Her control tightened. She could feel the vessels in her enemy's head straining. One push—one—and she could rupture the brain. Or the heart. But then—
"I'm quite disappointed," the enemy said, standing slowly, her voice perfectly steady. " With such an ability at your disposal, this is all you could achieve..."
Emily's eyes widened.
The woman raised her fist—and slammed it into the ground.
The chamber ignited.
A wave of electrical force exploded outward in a fractal web of light. The current tore through the air and across the stone in all directions, flooding the space with lightning. The blast struck Emily before she could dodge—wracking her body with convulsions as raw energy tore through her nerves.
She screamed. The surge flung her across the chamber, her body limp, breath gone. She hit the ground hard. Bones cracked. Then, pain, blinding pain. She looked down and saw it—her opponent's blade, glowing with blue fire, had pierced clean through her abdomen. Blood pooled around her. Her limbs were numb. The shadow-wielder loomed above her, unmoved.

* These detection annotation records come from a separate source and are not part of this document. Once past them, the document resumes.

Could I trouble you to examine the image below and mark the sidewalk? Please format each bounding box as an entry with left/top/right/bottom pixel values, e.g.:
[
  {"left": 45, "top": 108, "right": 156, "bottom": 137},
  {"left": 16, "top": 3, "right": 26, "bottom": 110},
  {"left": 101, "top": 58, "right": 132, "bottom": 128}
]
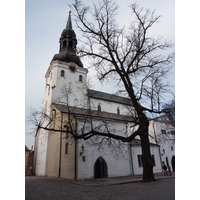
[{"left": 73, "top": 172, "right": 175, "bottom": 187}]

"I expected more from you, Emily Legens."
A dark spiral opened beneath her, its edges crackling with chaotic energy—a spatial rift.
Before she could move, before she could scream, the void pulled her in—consuming her completely. The last thing she saw was that mask. The twin antler horns. And then—
Darkness.
When Emily awoke, it was beneath fluorescent lights, her body sprawled on the freezing lab floor, blood soaking through her uniform. Her breath came in shallow gasps. Her vision blurred. And before she could rise, her world faded again into the void.